今回は富士山周辺に水を汲みに行き、その水と自宅の水道水では料理の味が異なるのかを調べたいと思う。ちなみに作る料理は流水麺とかカップ麺とか。水の味がダイレクトに生きそうな料理をチョイスした。
まずは富士山の水を求めて、富士の裾野にある街を目指した。美味しい水は全国にあると思うけれど、富士山の水と言われると特に惹かれるのだ。富士は日本一の山だから。
富士の裾野にある「忍野村」を訪れた。以前、一度だけ来たことあって、水がめっちゃ綺麗と感動したので、今回も来てみました。水の透明度が高く、空が反射しない角度で見ると魚が空中を泳いでいるように見える。
近くのお店を見ると当然、富士山の湧水で淹れたコーヒーが売られていた。そこに我々は惹かれる、宿命的に。日本の水道水は十分に美味しいのだけれど、富士山の湧水なんて言われたら、より美味しそうに感じて、人は買ってしまうのだ。
この水で流水麺やカップ麺を作ったら美味しいはずだ、たぶん。汲むことができる場所があったので、ペットボトルに汲んだ。透き通るような水だ。水道水も透き通っているけれど。
もっと水が欲しかったので、富士吉田市にある道の駅に水を汲みに行った。無料で汲むことができるのだ。標高2000メートルの雨や雪解け水が地表を流れ、やがて地下に浸透し、25年以上の時間をかけて濾過され、湧き出た水。美味しそうだ。
ちなみに以前、専門家に聞いた話だけれど、本当に美味しい水とは、無味無臭と言っていた。甘い、みたいなことはなく、無味無臭が本当に美味しい水だと。
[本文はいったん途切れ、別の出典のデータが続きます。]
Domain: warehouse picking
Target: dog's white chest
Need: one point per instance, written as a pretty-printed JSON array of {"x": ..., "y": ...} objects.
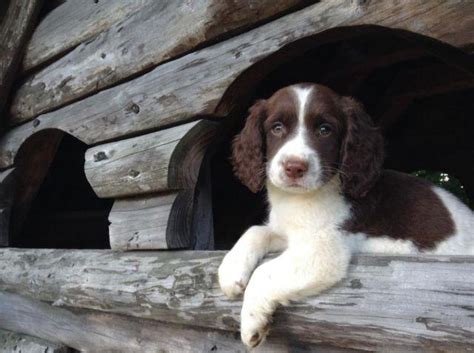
[{"x": 295, "y": 215}]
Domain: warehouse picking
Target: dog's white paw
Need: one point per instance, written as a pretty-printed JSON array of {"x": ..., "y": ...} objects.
[
  {"x": 233, "y": 276},
  {"x": 255, "y": 325}
]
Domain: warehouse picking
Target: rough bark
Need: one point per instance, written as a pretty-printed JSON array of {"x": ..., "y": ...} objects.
[
  {"x": 164, "y": 160},
  {"x": 155, "y": 32},
  {"x": 195, "y": 84},
  {"x": 422, "y": 302},
  {"x": 16, "y": 343},
  {"x": 93, "y": 331},
  {"x": 16, "y": 23},
  {"x": 7, "y": 194}
]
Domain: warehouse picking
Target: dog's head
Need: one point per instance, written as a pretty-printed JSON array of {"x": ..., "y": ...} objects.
[{"x": 304, "y": 135}]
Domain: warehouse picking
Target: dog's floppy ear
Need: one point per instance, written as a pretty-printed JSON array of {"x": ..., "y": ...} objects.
[
  {"x": 248, "y": 149},
  {"x": 362, "y": 151}
]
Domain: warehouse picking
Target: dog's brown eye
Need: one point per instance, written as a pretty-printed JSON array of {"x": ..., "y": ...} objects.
[
  {"x": 278, "y": 129},
  {"x": 324, "y": 129}
]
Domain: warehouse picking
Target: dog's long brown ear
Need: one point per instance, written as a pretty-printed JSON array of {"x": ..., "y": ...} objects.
[
  {"x": 248, "y": 149},
  {"x": 362, "y": 151}
]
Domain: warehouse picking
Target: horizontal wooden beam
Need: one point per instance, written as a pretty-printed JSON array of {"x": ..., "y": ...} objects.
[
  {"x": 132, "y": 45},
  {"x": 164, "y": 160},
  {"x": 155, "y": 221},
  {"x": 13, "y": 342},
  {"x": 422, "y": 302},
  {"x": 198, "y": 83},
  {"x": 94, "y": 331},
  {"x": 72, "y": 23}
]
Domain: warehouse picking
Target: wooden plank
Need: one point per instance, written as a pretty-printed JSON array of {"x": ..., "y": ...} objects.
[
  {"x": 16, "y": 21},
  {"x": 141, "y": 222},
  {"x": 12, "y": 342},
  {"x": 92, "y": 331},
  {"x": 194, "y": 85},
  {"x": 72, "y": 23},
  {"x": 164, "y": 160},
  {"x": 422, "y": 302},
  {"x": 7, "y": 193},
  {"x": 131, "y": 46}
]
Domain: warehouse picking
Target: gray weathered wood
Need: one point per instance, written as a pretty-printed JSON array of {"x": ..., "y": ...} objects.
[
  {"x": 92, "y": 331},
  {"x": 195, "y": 84},
  {"x": 7, "y": 193},
  {"x": 141, "y": 222},
  {"x": 155, "y": 32},
  {"x": 16, "y": 22},
  {"x": 72, "y": 23},
  {"x": 423, "y": 301},
  {"x": 164, "y": 160},
  {"x": 11, "y": 342}
]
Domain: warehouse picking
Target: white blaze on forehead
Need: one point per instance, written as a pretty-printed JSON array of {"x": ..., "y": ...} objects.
[
  {"x": 297, "y": 146},
  {"x": 302, "y": 96}
]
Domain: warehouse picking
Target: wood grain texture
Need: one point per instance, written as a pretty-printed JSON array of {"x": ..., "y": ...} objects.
[
  {"x": 16, "y": 343},
  {"x": 164, "y": 160},
  {"x": 72, "y": 23},
  {"x": 15, "y": 25},
  {"x": 198, "y": 83},
  {"x": 93, "y": 331},
  {"x": 141, "y": 222},
  {"x": 422, "y": 302},
  {"x": 150, "y": 33},
  {"x": 7, "y": 194}
]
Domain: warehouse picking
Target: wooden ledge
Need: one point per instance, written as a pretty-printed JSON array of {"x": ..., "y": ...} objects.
[{"x": 416, "y": 302}]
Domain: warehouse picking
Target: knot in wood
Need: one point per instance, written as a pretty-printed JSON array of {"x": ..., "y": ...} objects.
[
  {"x": 134, "y": 108},
  {"x": 134, "y": 173},
  {"x": 100, "y": 156}
]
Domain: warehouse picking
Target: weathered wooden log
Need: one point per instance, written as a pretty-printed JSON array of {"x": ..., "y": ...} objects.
[
  {"x": 16, "y": 21},
  {"x": 164, "y": 160},
  {"x": 131, "y": 46},
  {"x": 7, "y": 193},
  {"x": 420, "y": 302},
  {"x": 11, "y": 342},
  {"x": 154, "y": 221},
  {"x": 92, "y": 331},
  {"x": 195, "y": 84},
  {"x": 72, "y": 23}
]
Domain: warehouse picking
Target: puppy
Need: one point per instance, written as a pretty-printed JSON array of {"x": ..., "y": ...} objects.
[{"x": 321, "y": 157}]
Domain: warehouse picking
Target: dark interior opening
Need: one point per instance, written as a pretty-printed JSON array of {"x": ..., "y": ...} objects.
[
  {"x": 423, "y": 103},
  {"x": 64, "y": 212}
]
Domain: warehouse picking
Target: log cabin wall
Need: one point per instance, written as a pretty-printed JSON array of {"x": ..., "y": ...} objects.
[
  {"x": 144, "y": 107},
  {"x": 125, "y": 69}
]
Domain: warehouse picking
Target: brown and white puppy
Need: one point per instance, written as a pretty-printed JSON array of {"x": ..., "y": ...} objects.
[{"x": 321, "y": 160}]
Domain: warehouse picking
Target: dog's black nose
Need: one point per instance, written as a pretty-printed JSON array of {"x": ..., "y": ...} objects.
[{"x": 295, "y": 168}]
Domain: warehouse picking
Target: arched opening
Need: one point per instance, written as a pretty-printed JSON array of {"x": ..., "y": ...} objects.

そんなことを思い出しつつ、この道の駅で食事もした。
富士山の水を二箇所で計3本汲んできた。どれも透き通る美しい水だ。ちなみに普通に飲んでみたら美味しかった。富士山の水は美味しいのだ。美味しいと言っても無味無臭なんだけどね。
今回は3つの料理を作ろうと思う。どれも水を生かした料理だ。火を一切使わない料理。まずは「流水麺」。流水麺は水で麺を洗いほぐすだけで食べることができる便利な商品で、私もよく食べている。なんなら毎日食べている。
料理は完成したけれど、現状では富士山の水は違うね、ということはない。見た目は一緒だ。これをそれぞれの水でいただく。そばを水で食べるという一番気品あふれる通の食べ方だ。味のわかる大人だけの楽しみとも言える。
正直に書こう、富士山の水も水道水も同じ味だった。特別に美味しい、ということはない。もちろん美味しいのだけれど、水でそばを食べると、物足りなさが先行して、水がどうこう、という考えに辿り着かない。
美味しい、あきらかに美味しい。富士山の水も水道水もどっちも格段に美味しい。そばに必要なのはめんつゆだ。4倍希釈のものなので、それぞれの水で希釈している。ただどっちもめちゃくちゃ美味しい。水の味とかもはやどうでもいいレベルで美味しい。めんつゆは偉大だ。
カップ麺はお湯で作るけれど、水でも作れるということで、汲んできた水をそれぞれのカップ麺に注いだ。シーフードのカップ麺だ。私はシーフードがこのシリーズのカップ麺の王者だと思っている。水で作って食べたことはないけれど。
とても美味しい。水で作るというのがいい。暑い日にはむしろお湯より水だ。あっさりといただくことができる。味の違いは一切わからないけれど。富士山の水カップ麺も、水道水カップ麺も平等に美味しいのだ。そこに違いを見つけることができない。間違いのない間違い探しのように一緒なのだ。
水の違いはわからなかったけれど、水のカップ麺の美味しさには気がつけた。山形には冷やしラーメンという郷土料理がある。ラーメンは冷たくても美味しいのだ。それはカップ麺でも例外ではないということだろう。問題は20分かかることだけど、待つ価値がある。
洗うだけだ。それぞれの水で洗い齧るだけなのだ。それを料理と言うかはわからないけれど、私は料理と呼ぶ。洗う水でも味は変わるのだ、たぶん。変わるに決まっているのだ、きっと。
一緒でした。特に味の変化はございません。きゅうり味でした。言えるのは、水がどちらも高いレベルにあるということだ。無味無臭だからこそ、きゅうり本来の味を楽しめるのだ。ちなみに、どちらもマヨネーズをつけるとさらに美味しかったです。
富士山に水を汲みに行って流水麺を洗ったりした。水道水と比べてもそこまで差は感じなかったけれど、これはどちらも高いレベルの水である、ということだと思う。日本の水、水道局に感謝ということだ。それぞれどっちも美味しかったから。硬水と軟水だと味は変わるんだけどね。今回はそういうことではないから。